重要なのは、これが特定ベンダーの独自ファイルではなくなっている点だ。公式サイトの記述によれば、AGENTS.mdはOpenAI Codex・Amp・Google Jules・Cursor・Factoryといった各社の協働から生まれ、現在はLinux Foundation傘下のAgentic AI Foundationが運営を引き継いでいる

この移管は実際にリポジトリのURLにも表れている。かつての openai/agents.md にアクセスすると、現在は agentsmd/agents.md へリダイレクトされる(実際にHTTPリダイレクトを追跡して確認した)。ライセンスはMIT、スター数は23,419(2026-08-05時点)から24,400(2026-09-19時点)に伸びている。

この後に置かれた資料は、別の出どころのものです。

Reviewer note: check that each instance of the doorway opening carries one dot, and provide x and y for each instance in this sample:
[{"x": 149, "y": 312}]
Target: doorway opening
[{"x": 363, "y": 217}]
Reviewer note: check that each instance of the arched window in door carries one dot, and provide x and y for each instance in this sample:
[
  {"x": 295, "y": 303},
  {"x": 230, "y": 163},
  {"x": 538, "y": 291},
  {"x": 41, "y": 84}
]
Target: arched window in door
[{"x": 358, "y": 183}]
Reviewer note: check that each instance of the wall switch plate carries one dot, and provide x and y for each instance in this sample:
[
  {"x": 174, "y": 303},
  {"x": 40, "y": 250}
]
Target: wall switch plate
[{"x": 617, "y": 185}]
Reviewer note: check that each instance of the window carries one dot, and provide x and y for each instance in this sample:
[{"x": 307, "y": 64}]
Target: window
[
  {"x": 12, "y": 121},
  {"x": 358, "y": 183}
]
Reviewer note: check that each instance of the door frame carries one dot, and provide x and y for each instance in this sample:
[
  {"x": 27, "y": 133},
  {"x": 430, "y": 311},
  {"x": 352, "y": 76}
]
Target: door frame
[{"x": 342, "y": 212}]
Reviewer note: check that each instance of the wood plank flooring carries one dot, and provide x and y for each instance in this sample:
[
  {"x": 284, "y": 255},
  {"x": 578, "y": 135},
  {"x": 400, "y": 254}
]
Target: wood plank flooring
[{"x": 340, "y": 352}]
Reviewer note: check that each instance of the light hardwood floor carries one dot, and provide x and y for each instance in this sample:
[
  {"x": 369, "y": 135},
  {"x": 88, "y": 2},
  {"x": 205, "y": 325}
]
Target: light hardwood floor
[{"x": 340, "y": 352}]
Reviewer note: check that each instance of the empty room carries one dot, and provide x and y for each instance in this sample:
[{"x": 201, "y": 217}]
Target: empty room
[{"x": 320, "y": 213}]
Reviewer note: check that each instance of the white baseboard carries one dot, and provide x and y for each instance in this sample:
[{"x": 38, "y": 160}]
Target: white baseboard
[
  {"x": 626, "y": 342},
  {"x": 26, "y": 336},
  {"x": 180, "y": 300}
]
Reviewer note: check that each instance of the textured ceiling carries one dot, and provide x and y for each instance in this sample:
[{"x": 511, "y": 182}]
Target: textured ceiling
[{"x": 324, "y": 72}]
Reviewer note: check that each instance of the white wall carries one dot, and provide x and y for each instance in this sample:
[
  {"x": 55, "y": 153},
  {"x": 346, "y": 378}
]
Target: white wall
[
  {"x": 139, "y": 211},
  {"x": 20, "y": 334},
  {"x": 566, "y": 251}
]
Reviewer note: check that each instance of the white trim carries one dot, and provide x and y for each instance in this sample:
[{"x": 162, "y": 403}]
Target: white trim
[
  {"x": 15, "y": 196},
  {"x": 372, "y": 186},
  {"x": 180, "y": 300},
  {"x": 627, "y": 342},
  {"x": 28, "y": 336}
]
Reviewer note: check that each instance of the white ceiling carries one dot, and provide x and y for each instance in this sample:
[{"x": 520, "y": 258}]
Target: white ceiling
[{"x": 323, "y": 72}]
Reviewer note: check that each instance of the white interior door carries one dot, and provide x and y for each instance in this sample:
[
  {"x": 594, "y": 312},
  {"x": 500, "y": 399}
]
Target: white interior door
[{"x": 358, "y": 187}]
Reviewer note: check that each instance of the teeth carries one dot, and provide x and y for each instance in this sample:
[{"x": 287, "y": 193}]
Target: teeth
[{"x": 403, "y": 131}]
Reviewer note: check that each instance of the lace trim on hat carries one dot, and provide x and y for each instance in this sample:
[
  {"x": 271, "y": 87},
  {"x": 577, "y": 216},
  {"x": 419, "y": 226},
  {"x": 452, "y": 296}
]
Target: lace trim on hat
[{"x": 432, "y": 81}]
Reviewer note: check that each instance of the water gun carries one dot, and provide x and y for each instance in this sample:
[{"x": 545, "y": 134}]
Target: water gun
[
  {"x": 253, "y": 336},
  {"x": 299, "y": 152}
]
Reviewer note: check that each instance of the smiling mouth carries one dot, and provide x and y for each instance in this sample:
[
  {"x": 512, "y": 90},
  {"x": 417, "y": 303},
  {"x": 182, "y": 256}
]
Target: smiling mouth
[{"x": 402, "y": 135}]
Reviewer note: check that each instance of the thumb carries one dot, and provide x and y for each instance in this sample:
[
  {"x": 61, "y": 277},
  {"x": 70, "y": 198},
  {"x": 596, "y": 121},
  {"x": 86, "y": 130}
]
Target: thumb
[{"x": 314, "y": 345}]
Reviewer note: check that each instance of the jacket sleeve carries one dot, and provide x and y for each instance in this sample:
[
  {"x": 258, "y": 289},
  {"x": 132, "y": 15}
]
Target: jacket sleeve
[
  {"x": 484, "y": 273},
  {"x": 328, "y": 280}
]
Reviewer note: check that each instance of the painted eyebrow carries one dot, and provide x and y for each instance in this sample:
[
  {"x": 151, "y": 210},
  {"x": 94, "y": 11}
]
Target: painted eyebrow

AGENTS.mdの位置づけ:READMEは人間向け、AGENTS.mdはエージェント向けという役割分担の図
READMEは人間の貢献者向け、AGENTS.mdはエージェント向け。意図的に分離されている。

採用規模は「2つの単位」で見る必要がある

普及の規模を語るときは数え方に注意がいる。公式サイトは「6万を超えるOSSプロジェクトが利用」と書いているが、GitHubのコード検索で filename:AGENTS.md を引くと176,352件がヒットする(2026-08-05時点)。

この2つは矛盾していない。単位が違うだけだ。前者は「プロジェクト数」、後者は「ファイル数」で、AGENTS.mdはサブディレクトリごとに置ける仕様のため1プロジェクトが複数ファイルを持つ。公式サイト自身も「執筆時点でOpenAIのメインリポジトリには88個のAGENTS.mdがある」と書いている。フォークも件数に乗る。どちらかが誤りだと断じるのではなく、別々の指標として扱うのが正しい。

Claude CodeはAGENTS.mdを読むようになった——v2.1.277・既定は「CLAUDE.mdが無いときだけ」

2026-08-05の初出時、Claude Codeの公式ドキュメントには「Claude Codeが読むのは CLAUDE.md であって AGENTS.md ではない」と書かれていた。その記述は消え、現在の同じページには「Claude Codeは AGENTS.md をプロジェクト指示として読める。他のコーディングエージェント向けに整えたリポジトリは、CLAUDE.mdもimportも設定も足さずに動く」とある。CHANGELOG 2.1.277の1行目も「AGENTS.md対応を追加:CLAUDE.mdの無いプロジェクトではAGENTS.mdを代わりに読む(Bedrock・Vertex・Foundryでは未対応)」だ。

ただし「読む」には条件がある。公式ドキュメントの表を、当サイトの実測(Linux x86_64・Claude Code 2.1.277・2026-09-19)で裏取りした結果と並べる。実測は、CLAUDE.mdとAGENTS.mdに別々の合言葉(返答の先頭・末尾に特定の語を置く指示)を仕込み、claude -p の返答にどちらが出るかで判定した。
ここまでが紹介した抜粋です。